Specifically, Price’s equation of evolutionary genetics has generalized the concept of selection acting upon any substrate and, in principle, can be used to formalize the selection of universes as readily as the selection of biological organisms.

Given that the Price equation is a general mathematical framework for evolutionary change, its Bayesian interpretation allows us to consider all evolutionary change as due to the accumulation of evidence-based knowledge. So quantum theory (9), biology (10), neural-based behaviour (11) and culture (12) may all be understood in terms of such evolutionary processes. Thus a wide scope of subject matters may be unified within a single philosophical and mathematical framework.

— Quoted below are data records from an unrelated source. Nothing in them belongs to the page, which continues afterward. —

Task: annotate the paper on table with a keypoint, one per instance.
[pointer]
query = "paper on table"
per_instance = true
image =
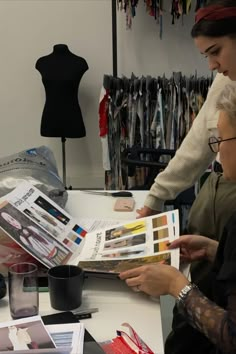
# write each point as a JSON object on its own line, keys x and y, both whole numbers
{"x": 68, "y": 335}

1. Jaynes, Edwin T. Probability Theory: the logic of science. Cambridge : Cambridge University Press, 2003.

2. Fisher, R.A. The Genetical Theory of Natural Selection. s.l. : Clarendon Press, Oxford, 1930.

3. Wikipedia. George R. Price. Wikipedia. [Online] [Cited: September 30, 2015.]

4. Natural selection. V. How to read the fundamental equations of evolutionary change in terms of information theory. Frank, S.A. s.l. : Journal of Evolutionary Biology , 2012, Vols. 25:2377-2396.

5. Wikipedia. Bayesian Inference. Wikipedia. [Online] [Cited: September 26, 2015.]

6. Campbell, John O. Darwin Does Physics. s.l. : createspace, 2014.

7. Dennett, Daniel. Darwin's Dangerous Idea. 1995. ISBN-10: 068482471X.

8. Cosmological natural selection and the purpose of the universe. Conlon, Joseph and Andy, Gardner. 2013.

9. Quantum Darwinism. Zurek, Wojciech H. 2009, Nature Physics, vol. 5, pp. 181-188.

10. Darwin, Charles. The Origin of Species. sixth edition. New York : The New American Library - 1958, 1872. pp. 391 -392.

11. Selectionist and evolutionary approaches to brain function: a critical appraisal. Fernando, Chrisantha, Szathmary, Eros and Husbands, Phil. s.l. :, 2012, Computational Neuroscience.

12. Towards a unified science of cultural evolution. Mesoudi, Alex , Whiten, Andrew and Laland, Kevin N. . 2006, BEHAVIORAL AND BRAIN SCIENCES.

13. A framework for the unification of the behavioral sciences. Gintis, Herbert. s.l. :, 2007, BEHAVIORAL AND BRAIN SCIENCES.